Sumber: Finbold News | Editor: Handoyo
KONTAN.CO.ID - JAKARTA. Trader kawakan Peter Brandt menyatakan kesiapannya menerima potensi kehancuran sistem keuangan global, yang ia bandingkan dengan Depresi Besar (Great Depression) tahun 1930-an.
Dalam unggahannya di platform X (Twitter) pada 21 April, Brandt menyebutkan bahwa krisis semacam itu bisa menjadi “reset total” yang dibutuhkan dunia saat ini.
“Saya akan baik-baik saja jika sistem keuangan global mengalami kehancuran (ala 1930-an). Kita perlu reset total. Jika Depresi bisa menjadi jalannya, saya setuju sepenuhnya,” tulisnya.
Kritik terhadap DEI dan Wacana Sosial Modern
Dalam pernyataan kontroversialnya, Brandt juga mengkritik inisiatif diversity, equity, and inclusion (DEI). Ia menilai bahwa dalam situasi ekonomi yang ekstrem, perhatian masyarakat akan kembali ke kebutuhan dasar seperti makanan dan tempat tinggal, dan tidak akan lagi “teralihkan oleh isu-isu seperti trans dan penyimpangan lainnya.”

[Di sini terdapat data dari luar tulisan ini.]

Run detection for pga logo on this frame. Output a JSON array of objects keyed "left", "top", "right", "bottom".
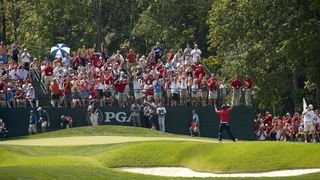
[{"left": 104, "top": 112, "right": 132, "bottom": 123}]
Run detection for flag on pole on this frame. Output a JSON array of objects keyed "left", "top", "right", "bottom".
[{"left": 303, "top": 98, "right": 307, "bottom": 110}]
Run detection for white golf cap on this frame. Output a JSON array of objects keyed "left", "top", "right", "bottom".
[{"left": 308, "top": 104, "right": 313, "bottom": 109}]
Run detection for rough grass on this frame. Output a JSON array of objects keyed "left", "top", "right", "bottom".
[{"left": 0, "top": 126, "right": 320, "bottom": 179}]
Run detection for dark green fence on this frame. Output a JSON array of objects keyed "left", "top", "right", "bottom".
[{"left": 0, "top": 106, "right": 255, "bottom": 140}]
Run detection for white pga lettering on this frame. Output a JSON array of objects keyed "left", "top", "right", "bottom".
[{"left": 104, "top": 112, "right": 132, "bottom": 123}]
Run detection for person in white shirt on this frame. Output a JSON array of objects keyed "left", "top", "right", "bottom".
[
  {"left": 21, "top": 48, "right": 30, "bottom": 70},
  {"left": 191, "top": 79, "right": 199, "bottom": 106},
  {"left": 26, "top": 84, "right": 36, "bottom": 108},
  {"left": 133, "top": 75, "right": 143, "bottom": 103},
  {"left": 18, "top": 67, "right": 29, "bottom": 80},
  {"left": 9, "top": 67, "right": 19, "bottom": 81},
  {"left": 95, "top": 78, "right": 105, "bottom": 106},
  {"left": 190, "top": 44, "right": 202, "bottom": 63},
  {"left": 170, "top": 77, "right": 180, "bottom": 107},
  {"left": 156, "top": 102, "right": 167, "bottom": 132},
  {"left": 179, "top": 76, "right": 188, "bottom": 106},
  {"left": 302, "top": 104, "right": 316, "bottom": 143}
]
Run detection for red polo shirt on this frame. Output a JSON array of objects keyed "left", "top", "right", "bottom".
[
  {"left": 207, "top": 77, "right": 218, "bottom": 91},
  {"left": 44, "top": 67, "right": 53, "bottom": 76},
  {"left": 216, "top": 108, "right": 232, "bottom": 123},
  {"left": 126, "top": 52, "right": 136, "bottom": 63},
  {"left": 231, "top": 79, "right": 242, "bottom": 89},
  {"left": 115, "top": 81, "right": 127, "bottom": 93},
  {"left": 245, "top": 79, "right": 252, "bottom": 89}
]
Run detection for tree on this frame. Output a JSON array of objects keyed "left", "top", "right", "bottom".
[{"left": 207, "top": 0, "right": 320, "bottom": 114}]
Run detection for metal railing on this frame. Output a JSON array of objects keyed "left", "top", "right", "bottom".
[{"left": 32, "top": 69, "right": 47, "bottom": 95}]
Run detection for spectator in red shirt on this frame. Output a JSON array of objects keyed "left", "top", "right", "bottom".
[
  {"left": 63, "top": 76, "right": 72, "bottom": 107},
  {"left": 214, "top": 104, "right": 236, "bottom": 142},
  {"left": 115, "top": 79, "right": 127, "bottom": 108},
  {"left": 244, "top": 75, "right": 252, "bottom": 106},
  {"left": 207, "top": 73, "right": 218, "bottom": 106},
  {"left": 43, "top": 63, "right": 53, "bottom": 92},
  {"left": 231, "top": 75, "right": 242, "bottom": 106},
  {"left": 126, "top": 49, "right": 137, "bottom": 70},
  {"left": 194, "top": 65, "right": 206, "bottom": 79}
]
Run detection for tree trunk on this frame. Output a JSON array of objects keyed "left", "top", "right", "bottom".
[
  {"left": 292, "top": 73, "right": 298, "bottom": 110},
  {"left": 11, "top": 0, "right": 17, "bottom": 41},
  {"left": 316, "top": 86, "right": 320, "bottom": 108},
  {"left": 94, "top": 0, "right": 103, "bottom": 52},
  {"left": 0, "top": 0, "right": 6, "bottom": 42},
  {"left": 272, "top": 103, "right": 276, "bottom": 117}
]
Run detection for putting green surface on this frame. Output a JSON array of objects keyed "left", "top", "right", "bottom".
[{"left": 0, "top": 135, "right": 216, "bottom": 146}]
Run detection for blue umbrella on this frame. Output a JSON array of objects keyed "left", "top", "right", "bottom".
[{"left": 50, "top": 43, "right": 70, "bottom": 58}]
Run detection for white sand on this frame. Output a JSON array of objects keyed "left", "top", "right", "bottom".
[
  {"left": 0, "top": 136, "right": 216, "bottom": 146},
  {"left": 118, "top": 167, "right": 320, "bottom": 177}
]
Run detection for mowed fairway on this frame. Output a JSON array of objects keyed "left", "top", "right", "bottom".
[{"left": 0, "top": 125, "right": 320, "bottom": 180}]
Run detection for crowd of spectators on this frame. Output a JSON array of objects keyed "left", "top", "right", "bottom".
[
  {"left": 0, "top": 41, "right": 37, "bottom": 108},
  {"left": 254, "top": 105, "right": 320, "bottom": 143},
  {"left": 36, "top": 42, "right": 253, "bottom": 108},
  {"left": 0, "top": 40, "right": 254, "bottom": 109}
]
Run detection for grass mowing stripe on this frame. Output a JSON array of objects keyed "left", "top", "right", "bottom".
[{"left": 14, "top": 125, "right": 181, "bottom": 140}]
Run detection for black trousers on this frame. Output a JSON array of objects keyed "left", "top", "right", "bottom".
[{"left": 218, "top": 123, "right": 235, "bottom": 141}]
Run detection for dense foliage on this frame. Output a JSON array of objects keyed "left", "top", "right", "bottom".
[
  {"left": 207, "top": 0, "right": 320, "bottom": 114},
  {"left": 0, "top": 0, "right": 319, "bottom": 114}
]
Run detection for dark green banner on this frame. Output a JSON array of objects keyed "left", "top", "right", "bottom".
[{"left": 0, "top": 106, "right": 255, "bottom": 140}]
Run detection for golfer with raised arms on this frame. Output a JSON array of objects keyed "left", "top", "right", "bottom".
[{"left": 215, "top": 104, "right": 236, "bottom": 143}]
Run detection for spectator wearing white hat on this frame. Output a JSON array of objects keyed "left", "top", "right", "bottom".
[{"left": 302, "top": 104, "right": 317, "bottom": 143}]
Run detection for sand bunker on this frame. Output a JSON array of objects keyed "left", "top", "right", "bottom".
[{"left": 118, "top": 167, "right": 320, "bottom": 177}]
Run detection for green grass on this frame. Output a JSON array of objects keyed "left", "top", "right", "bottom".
[
  {"left": 0, "top": 126, "right": 320, "bottom": 179},
  {"left": 17, "top": 125, "right": 180, "bottom": 139}
]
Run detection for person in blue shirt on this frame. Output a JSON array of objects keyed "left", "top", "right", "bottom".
[
  {"left": 153, "top": 42, "right": 163, "bottom": 63},
  {"left": 6, "top": 88, "right": 14, "bottom": 108},
  {"left": 189, "top": 109, "right": 200, "bottom": 136},
  {"left": 80, "top": 89, "right": 89, "bottom": 107},
  {"left": 28, "top": 110, "right": 38, "bottom": 135},
  {"left": 153, "top": 76, "right": 163, "bottom": 104}
]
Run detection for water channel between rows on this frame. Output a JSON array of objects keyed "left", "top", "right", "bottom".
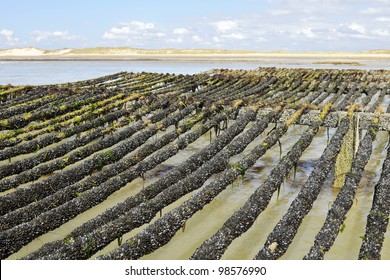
[{"left": 6, "top": 123, "right": 389, "bottom": 260}]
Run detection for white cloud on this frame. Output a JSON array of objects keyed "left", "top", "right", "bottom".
[
  {"left": 300, "top": 27, "right": 317, "bottom": 38},
  {"left": 103, "top": 21, "right": 156, "bottom": 40},
  {"left": 103, "top": 26, "right": 130, "bottom": 39},
  {"left": 221, "top": 32, "right": 245, "bottom": 40},
  {"left": 213, "top": 36, "right": 221, "bottom": 43},
  {"left": 156, "top": 32, "right": 166, "bottom": 37},
  {"left": 376, "top": 16, "right": 390, "bottom": 22},
  {"left": 214, "top": 20, "right": 238, "bottom": 33},
  {"left": 256, "top": 36, "right": 268, "bottom": 42},
  {"left": 31, "top": 30, "right": 81, "bottom": 42},
  {"left": 173, "top": 28, "right": 189, "bottom": 35},
  {"left": 266, "top": 0, "right": 348, "bottom": 14},
  {"left": 351, "top": 33, "right": 371, "bottom": 39},
  {"left": 327, "top": 23, "right": 368, "bottom": 39},
  {"left": 269, "top": 9, "right": 291, "bottom": 16},
  {"left": 361, "top": 6, "right": 390, "bottom": 15},
  {"left": 0, "top": 29, "right": 13, "bottom": 37},
  {"left": 1, "top": 0, "right": 389, "bottom": 51},
  {"left": 360, "top": 7, "right": 379, "bottom": 14},
  {"left": 361, "top": 7, "right": 382, "bottom": 15},
  {"left": 347, "top": 23, "right": 366, "bottom": 34},
  {"left": 372, "top": 28, "right": 390, "bottom": 37},
  {"left": 167, "top": 37, "right": 183, "bottom": 43},
  {"left": 0, "top": 29, "right": 19, "bottom": 45},
  {"left": 131, "top": 21, "right": 155, "bottom": 30},
  {"left": 101, "top": 21, "right": 172, "bottom": 47},
  {"left": 192, "top": 35, "right": 202, "bottom": 42}
]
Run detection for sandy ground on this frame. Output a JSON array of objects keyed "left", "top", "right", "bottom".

Pernyataan tersebut memicu perdebatan tajam di media sosial dan memunculkan kekhawatiran tentang polarisasi opini di kalangan elite keuangan.
Reminder from last week
I would be perfectly OK if global financial system has a melt down (Ala 1930s)

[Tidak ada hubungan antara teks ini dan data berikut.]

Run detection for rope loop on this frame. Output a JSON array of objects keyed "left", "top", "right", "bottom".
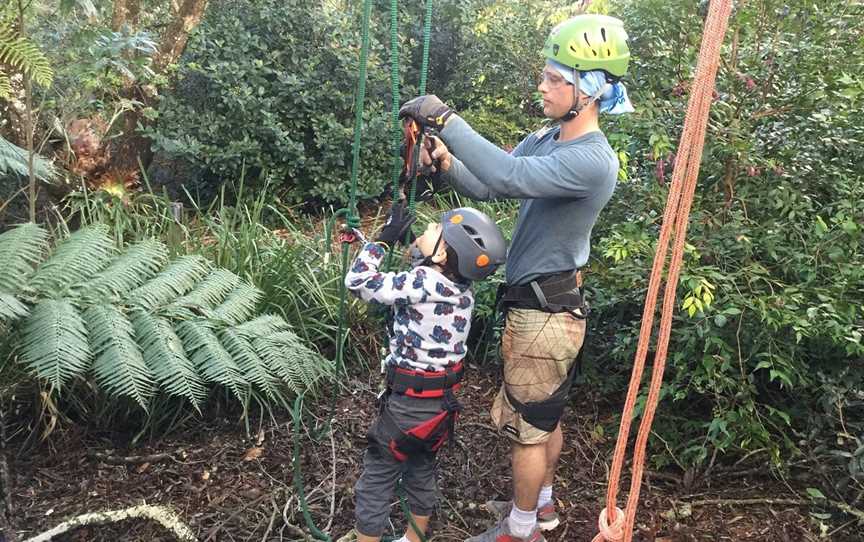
[
  {"left": 593, "top": 506, "right": 625, "bottom": 542},
  {"left": 345, "top": 212, "right": 361, "bottom": 230}
]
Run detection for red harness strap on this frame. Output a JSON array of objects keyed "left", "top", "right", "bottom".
[{"left": 385, "top": 362, "right": 464, "bottom": 398}]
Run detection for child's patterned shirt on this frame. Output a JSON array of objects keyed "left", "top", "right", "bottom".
[{"left": 344, "top": 242, "right": 473, "bottom": 372}]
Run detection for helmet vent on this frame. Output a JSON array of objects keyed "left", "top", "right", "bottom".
[
  {"left": 601, "top": 27, "right": 607, "bottom": 41},
  {"left": 583, "top": 32, "right": 591, "bottom": 46}
]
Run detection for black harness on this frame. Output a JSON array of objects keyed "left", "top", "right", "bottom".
[{"left": 496, "top": 269, "right": 587, "bottom": 432}]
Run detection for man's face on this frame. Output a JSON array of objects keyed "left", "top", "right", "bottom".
[
  {"left": 538, "top": 67, "right": 574, "bottom": 118},
  {"left": 537, "top": 67, "right": 588, "bottom": 119}
]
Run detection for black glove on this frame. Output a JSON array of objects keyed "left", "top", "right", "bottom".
[
  {"left": 376, "top": 200, "right": 417, "bottom": 246},
  {"left": 399, "top": 95, "right": 455, "bottom": 131}
]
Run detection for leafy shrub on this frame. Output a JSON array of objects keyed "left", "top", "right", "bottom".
[
  {"left": 585, "top": 0, "right": 864, "bottom": 476},
  {"left": 146, "top": 0, "right": 410, "bottom": 205}
]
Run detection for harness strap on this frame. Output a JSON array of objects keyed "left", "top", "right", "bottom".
[
  {"left": 504, "top": 357, "right": 580, "bottom": 433},
  {"left": 500, "top": 270, "right": 587, "bottom": 316},
  {"left": 386, "top": 362, "right": 464, "bottom": 398},
  {"left": 379, "top": 390, "right": 462, "bottom": 462}
]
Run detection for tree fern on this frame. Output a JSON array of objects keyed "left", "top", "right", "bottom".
[
  {"left": 220, "top": 329, "right": 281, "bottom": 401},
  {"left": 0, "top": 22, "right": 53, "bottom": 90},
  {"left": 86, "top": 304, "right": 153, "bottom": 410},
  {"left": 0, "top": 223, "right": 47, "bottom": 293},
  {"left": 0, "top": 135, "right": 58, "bottom": 181},
  {"left": 254, "top": 331, "right": 331, "bottom": 395},
  {"left": 207, "top": 282, "right": 262, "bottom": 324},
  {"left": 0, "top": 292, "right": 28, "bottom": 323},
  {"left": 30, "top": 225, "right": 114, "bottom": 298},
  {"left": 236, "top": 314, "right": 293, "bottom": 336},
  {"left": 78, "top": 239, "right": 168, "bottom": 303},
  {"left": 176, "top": 320, "right": 249, "bottom": 403},
  {"left": 131, "top": 310, "right": 206, "bottom": 410},
  {"left": 166, "top": 268, "right": 241, "bottom": 318},
  {"left": 20, "top": 299, "right": 90, "bottom": 390},
  {"left": 129, "top": 255, "right": 210, "bottom": 311},
  {"left": 4, "top": 224, "right": 333, "bottom": 417}
]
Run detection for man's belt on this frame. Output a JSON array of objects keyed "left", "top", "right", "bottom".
[
  {"left": 385, "top": 362, "right": 464, "bottom": 398},
  {"left": 499, "top": 269, "right": 587, "bottom": 316}
]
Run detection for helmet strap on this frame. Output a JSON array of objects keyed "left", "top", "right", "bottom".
[{"left": 559, "top": 69, "right": 612, "bottom": 122}]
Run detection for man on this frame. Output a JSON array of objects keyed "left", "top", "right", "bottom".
[{"left": 398, "top": 14, "right": 634, "bottom": 542}]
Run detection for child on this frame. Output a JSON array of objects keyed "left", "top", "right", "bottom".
[{"left": 344, "top": 200, "right": 507, "bottom": 542}]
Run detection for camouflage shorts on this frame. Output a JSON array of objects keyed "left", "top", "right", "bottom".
[{"left": 491, "top": 308, "right": 586, "bottom": 445}]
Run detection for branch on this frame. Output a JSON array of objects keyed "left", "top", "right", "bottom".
[
  {"left": 88, "top": 451, "right": 175, "bottom": 465},
  {"left": 22, "top": 505, "right": 196, "bottom": 542},
  {"left": 682, "top": 498, "right": 808, "bottom": 507}
]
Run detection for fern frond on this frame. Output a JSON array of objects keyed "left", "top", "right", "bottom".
[
  {"left": 208, "top": 282, "right": 262, "bottom": 324},
  {"left": 176, "top": 320, "right": 248, "bottom": 403},
  {"left": 20, "top": 299, "right": 90, "bottom": 390},
  {"left": 131, "top": 310, "right": 206, "bottom": 410},
  {"left": 168, "top": 269, "right": 241, "bottom": 316},
  {"left": 220, "top": 329, "right": 281, "bottom": 401},
  {"left": 0, "top": 291, "right": 28, "bottom": 322},
  {"left": 235, "top": 314, "right": 291, "bottom": 337},
  {"left": 30, "top": 225, "right": 114, "bottom": 298},
  {"left": 0, "top": 73, "right": 11, "bottom": 99},
  {"left": 129, "top": 255, "right": 210, "bottom": 311},
  {"left": 0, "top": 223, "right": 48, "bottom": 293},
  {"left": 253, "top": 331, "right": 331, "bottom": 396},
  {"left": 78, "top": 239, "right": 169, "bottom": 303},
  {"left": 0, "top": 135, "right": 58, "bottom": 180},
  {"left": 85, "top": 304, "right": 153, "bottom": 410},
  {"left": 0, "top": 24, "right": 53, "bottom": 87}
]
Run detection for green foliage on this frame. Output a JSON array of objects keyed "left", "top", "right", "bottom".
[
  {"left": 0, "top": 135, "right": 58, "bottom": 181},
  {"left": 1, "top": 223, "right": 332, "bottom": 414},
  {"left": 584, "top": 0, "right": 864, "bottom": 483},
  {"left": 0, "top": 18, "right": 54, "bottom": 96},
  {"left": 145, "top": 0, "right": 406, "bottom": 204}
]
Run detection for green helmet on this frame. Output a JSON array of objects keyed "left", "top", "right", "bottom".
[{"left": 542, "top": 14, "right": 630, "bottom": 78}]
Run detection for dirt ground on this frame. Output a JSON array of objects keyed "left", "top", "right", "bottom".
[{"left": 8, "top": 367, "right": 861, "bottom": 542}]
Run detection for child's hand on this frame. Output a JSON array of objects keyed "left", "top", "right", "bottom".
[{"left": 375, "top": 200, "right": 416, "bottom": 247}]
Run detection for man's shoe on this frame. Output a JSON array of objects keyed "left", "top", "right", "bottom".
[
  {"left": 485, "top": 500, "right": 560, "bottom": 531},
  {"left": 464, "top": 517, "right": 546, "bottom": 542}
]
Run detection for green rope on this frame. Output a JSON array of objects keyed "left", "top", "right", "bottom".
[
  {"left": 404, "top": 0, "right": 436, "bottom": 227},
  {"left": 292, "top": 396, "right": 332, "bottom": 542},
  {"left": 417, "top": 0, "right": 434, "bottom": 97},
  {"left": 295, "top": 1, "right": 436, "bottom": 539},
  {"left": 294, "top": 0, "right": 374, "bottom": 538}
]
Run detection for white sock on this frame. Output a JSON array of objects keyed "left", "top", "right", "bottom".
[
  {"left": 538, "top": 485, "right": 553, "bottom": 508},
  {"left": 508, "top": 503, "right": 537, "bottom": 538}
]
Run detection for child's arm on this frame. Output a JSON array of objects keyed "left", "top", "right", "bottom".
[{"left": 344, "top": 242, "right": 428, "bottom": 306}]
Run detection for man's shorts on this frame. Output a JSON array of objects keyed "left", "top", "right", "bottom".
[
  {"left": 491, "top": 308, "right": 586, "bottom": 445},
  {"left": 354, "top": 393, "right": 444, "bottom": 537}
]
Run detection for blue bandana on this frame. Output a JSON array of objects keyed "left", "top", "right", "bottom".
[{"left": 547, "top": 59, "right": 635, "bottom": 115}]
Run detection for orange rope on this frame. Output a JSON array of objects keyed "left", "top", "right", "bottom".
[{"left": 593, "top": 1, "right": 733, "bottom": 541}]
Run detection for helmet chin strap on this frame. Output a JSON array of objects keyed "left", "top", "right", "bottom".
[{"left": 559, "top": 68, "right": 612, "bottom": 122}]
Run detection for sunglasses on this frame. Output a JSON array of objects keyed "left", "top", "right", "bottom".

There is too much debt, political, social, moral, intellectual, WOKE, DEI rot in the world
We need to have a complete reset
If a Depression provides a rest I am A-OK with it https://t.co/oHAR7JMdaO — Peter Brandt (@PeterLBrandt) April 21, 2025
Kilas Balik: Dampak Depresi Besar
Depresi Besar dimulai dengan kehancuran pasar saham pada tahun 1929, yang menyebabkan:
-
Dow Jones anjlok hampir 90%,
-
Pengangguran AS mencapai 25%,
-
Perdagangan global menurun lebih dari 50%.

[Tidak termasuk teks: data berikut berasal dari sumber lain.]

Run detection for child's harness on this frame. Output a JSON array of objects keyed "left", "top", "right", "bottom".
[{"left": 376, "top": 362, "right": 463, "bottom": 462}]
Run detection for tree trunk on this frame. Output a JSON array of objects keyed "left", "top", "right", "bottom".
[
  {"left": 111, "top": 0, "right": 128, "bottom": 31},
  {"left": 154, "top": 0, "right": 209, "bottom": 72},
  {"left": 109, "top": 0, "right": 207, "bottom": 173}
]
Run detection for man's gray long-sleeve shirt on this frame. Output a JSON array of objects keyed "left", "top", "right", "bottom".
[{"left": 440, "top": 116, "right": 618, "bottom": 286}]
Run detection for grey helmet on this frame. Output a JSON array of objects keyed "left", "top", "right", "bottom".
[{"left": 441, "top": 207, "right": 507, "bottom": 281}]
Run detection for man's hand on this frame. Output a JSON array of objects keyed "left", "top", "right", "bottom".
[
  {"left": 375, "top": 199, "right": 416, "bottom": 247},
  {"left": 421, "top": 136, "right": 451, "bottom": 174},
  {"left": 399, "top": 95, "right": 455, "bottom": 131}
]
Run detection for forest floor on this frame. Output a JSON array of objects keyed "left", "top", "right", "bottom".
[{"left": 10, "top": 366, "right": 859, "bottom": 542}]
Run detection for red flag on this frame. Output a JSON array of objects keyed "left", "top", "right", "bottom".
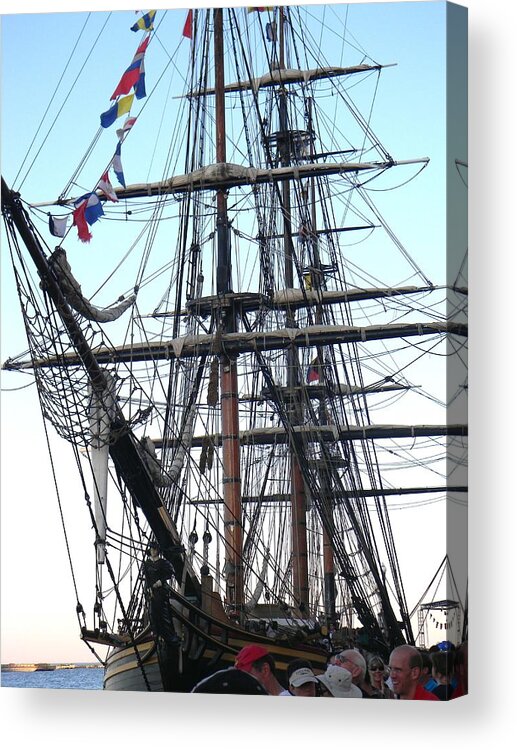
[
  {"left": 307, "top": 357, "right": 320, "bottom": 383},
  {"left": 183, "top": 9, "right": 193, "bottom": 38},
  {"left": 72, "top": 193, "right": 104, "bottom": 243},
  {"left": 72, "top": 201, "right": 92, "bottom": 243}
]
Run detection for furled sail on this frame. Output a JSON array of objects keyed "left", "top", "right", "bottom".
[
  {"left": 187, "top": 64, "right": 385, "bottom": 96},
  {"left": 48, "top": 247, "right": 136, "bottom": 322},
  {"left": 89, "top": 370, "right": 118, "bottom": 564}
]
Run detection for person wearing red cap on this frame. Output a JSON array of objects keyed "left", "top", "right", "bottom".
[{"left": 234, "top": 644, "right": 286, "bottom": 696}]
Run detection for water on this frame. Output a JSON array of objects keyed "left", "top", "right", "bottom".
[{"left": 1, "top": 666, "right": 103, "bottom": 690}]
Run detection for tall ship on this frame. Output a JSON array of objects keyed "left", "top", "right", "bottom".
[{"left": 1, "top": 5, "right": 467, "bottom": 692}]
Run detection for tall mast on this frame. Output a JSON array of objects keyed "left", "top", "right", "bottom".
[
  {"left": 306, "top": 93, "right": 338, "bottom": 624},
  {"left": 277, "top": 7, "right": 310, "bottom": 613},
  {"left": 307, "top": 97, "right": 336, "bottom": 624},
  {"left": 214, "top": 7, "right": 244, "bottom": 613}
]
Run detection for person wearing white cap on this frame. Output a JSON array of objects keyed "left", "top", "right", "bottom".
[
  {"left": 288, "top": 667, "right": 319, "bottom": 697},
  {"left": 317, "top": 664, "right": 363, "bottom": 698}
]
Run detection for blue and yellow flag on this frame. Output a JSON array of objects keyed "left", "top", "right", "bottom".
[
  {"left": 100, "top": 94, "right": 135, "bottom": 129},
  {"left": 131, "top": 10, "right": 156, "bottom": 32}
]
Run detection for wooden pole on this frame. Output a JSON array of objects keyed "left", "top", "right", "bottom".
[{"left": 213, "top": 8, "right": 244, "bottom": 612}]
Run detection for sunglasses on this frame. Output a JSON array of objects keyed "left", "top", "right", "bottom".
[{"left": 369, "top": 665, "right": 384, "bottom": 672}]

Pemulihan kala itu memakan waktu lebih dari satu dekade.
Ketakutan Terhadap Krisis Baru
Kekhawatiran terhadap potensi krisis ekonomi baru meningkat karena ketidakpastian yang terus berlanjut dalam perdagangan AS-Tiongkok. Pada 21 April, indeks S&P 500 kehilangan $1,5 triliun dalam kapitalisasi pasar — sinyal kuat akan potensi gejolak keuangan.
Akibat volatilitas ini, banyak analis menaikkan estimasi mereka terkait risiko resesi, dengan beberapa memperkirakan peluang 90% resesi terjadi pada tahun 2025.
Baca Juga: Ini Prediksi Terbaru Robert Kiyosaki Soal Harga Bitcoin pada Akhir 2025
Prediksi Brandt: S&P 500 Turun ke 4.000
Dalam analisis sebelumnya (19 April), Brandt memperkirakan:
-
S&P 500 akan turun dari 6.133,75 ke 4.000 pada akhir 2025.
-
Penurunan nilai pada Yen Jepang, dengan proyeksi USD/JPY dari 140 ke 120.
-
Futures obligasi Treasury AS 10 tahun turun dari 110 ke 104, mengindikasikan kenaikan yield dan kondisi keuangan yang lebih ketat.
Ia mendasarkan prediksinya pada data Commitment of Traders (COT), yang menunjukkan posisi spekulatif yang tinggi — tanda bahwa pasar sedang berada di area overbought.
“Catat ini. Screenshot ini,” tegas Brandt tentang keyakinannya terhadap outlook bearish tersebut.
Baca Juga: Robert Kiyosaki: Beli Emas, Perak, dan Bitcoin Demi Untung di Masa Depan
Aset Alternatif Jadi Pilihan: Bitcoin dan Emas
Di tengah ketidakpastian, Brandt memproyeksikan:
-
Bitcoin (BTC) akan mengalami kenaikan parabolik,
-
Emas akan melampaui performa S&P 500.
Prediksi ini sejalan dengan sentimen investor global yang kini kembali melirik emas sebagai aset aman, mendorong harga logam mulia itu ke rekor tertinggi $3.500.